Si ensauvagement n’est donc pas une expression récente, ce n’est que depuis cet été et son utilisation par Gérald Darmanin qu’elle acquiert le statut de formule ou de petite phrase politique. 

C’est dans une interview donnée au journal Le Figaro le 24 juillet 2020 que Gérald Darmanin reprend à son compte la notion d’ensauvagement. Le potentiel polémique de la notion est mis en exergue par les journalistes du Figaro, qui titrent l’article « Il faut stopper l’ensauvagement d’une partie de la société » : c’est bien l’utilisation de cette notion qui fait le gros titre de cet entretien. 

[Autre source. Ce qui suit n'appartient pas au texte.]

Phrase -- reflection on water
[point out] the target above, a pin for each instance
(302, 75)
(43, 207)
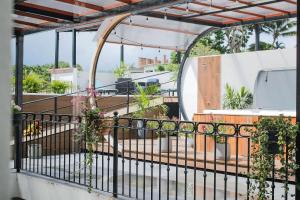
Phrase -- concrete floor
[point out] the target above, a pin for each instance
(131, 174)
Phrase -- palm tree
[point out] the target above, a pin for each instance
(279, 28)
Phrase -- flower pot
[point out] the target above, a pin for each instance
(273, 147)
(220, 151)
(164, 145)
(190, 142)
(34, 151)
(17, 118)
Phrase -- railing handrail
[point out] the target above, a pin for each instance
(80, 91)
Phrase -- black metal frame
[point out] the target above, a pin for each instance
(185, 56)
(56, 149)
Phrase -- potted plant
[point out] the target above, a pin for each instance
(16, 111)
(142, 101)
(31, 133)
(271, 138)
(164, 139)
(186, 130)
(218, 133)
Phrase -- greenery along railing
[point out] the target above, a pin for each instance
(162, 159)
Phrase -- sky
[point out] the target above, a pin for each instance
(39, 48)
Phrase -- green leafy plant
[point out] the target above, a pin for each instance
(262, 159)
(222, 130)
(89, 133)
(59, 87)
(121, 71)
(241, 99)
(33, 83)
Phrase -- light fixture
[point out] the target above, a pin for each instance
(165, 17)
(130, 21)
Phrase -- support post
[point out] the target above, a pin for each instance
(115, 160)
(257, 37)
(122, 53)
(56, 49)
(298, 103)
(74, 48)
(19, 97)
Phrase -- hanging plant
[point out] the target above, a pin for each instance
(273, 138)
(90, 129)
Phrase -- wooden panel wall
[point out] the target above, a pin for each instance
(209, 83)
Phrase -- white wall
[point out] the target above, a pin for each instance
(237, 70)
(241, 69)
(5, 115)
(189, 86)
(37, 188)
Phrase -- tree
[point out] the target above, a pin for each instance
(241, 99)
(33, 83)
(262, 46)
(121, 71)
(237, 38)
(280, 28)
(59, 87)
(201, 50)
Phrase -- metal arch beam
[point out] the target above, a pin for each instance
(186, 55)
(101, 41)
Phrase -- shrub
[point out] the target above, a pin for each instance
(59, 87)
(33, 83)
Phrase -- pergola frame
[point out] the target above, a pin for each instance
(67, 21)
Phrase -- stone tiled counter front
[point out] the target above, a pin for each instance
(238, 145)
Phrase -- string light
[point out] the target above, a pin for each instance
(187, 7)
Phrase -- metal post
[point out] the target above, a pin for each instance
(298, 103)
(257, 37)
(122, 54)
(128, 100)
(115, 161)
(74, 48)
(19, 96)
(56, 50)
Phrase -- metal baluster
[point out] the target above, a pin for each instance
(204, 173)
(248, 168)
(176, 186)
(151, 166)
(144, 164)
(195, 160)
(185, 166)
(123, 159)
(130, 133)
(115, 161)
(137, 165)
(236, 161)
(215, 158)
(225, 174)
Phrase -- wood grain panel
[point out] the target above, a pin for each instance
(209, 83)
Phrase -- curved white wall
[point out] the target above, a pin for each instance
(189, 86)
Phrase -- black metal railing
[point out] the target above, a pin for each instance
(146, 158)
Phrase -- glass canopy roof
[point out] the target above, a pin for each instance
(176, 22)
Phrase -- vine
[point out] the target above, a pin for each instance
(90, 128)
(273, 138)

L’interview ne compte qu’une seule occurrence de l’expression, dans la première question de l’entretien, nichée dans une phrase de 68 caractères qui sonne comme un Tweet : « Il faut stopper l’ensauvagement d’une certaine partie de la société. ». Le ministre reprend d’ailleurs l’article sur son compte Twitter, et fait figurer la phrase dans le tweet l’accompagnant. Il atteste ainsi une volonté délibérée de favoriser la mise en avant et la circulation de l’expression : il ne s’agit pas de propos cachés, rapportés, ou surpris, mais bien d’une formule. Le caractère détachable de la phrase facilite son intégration, dans un titre de presse ou un Tweet.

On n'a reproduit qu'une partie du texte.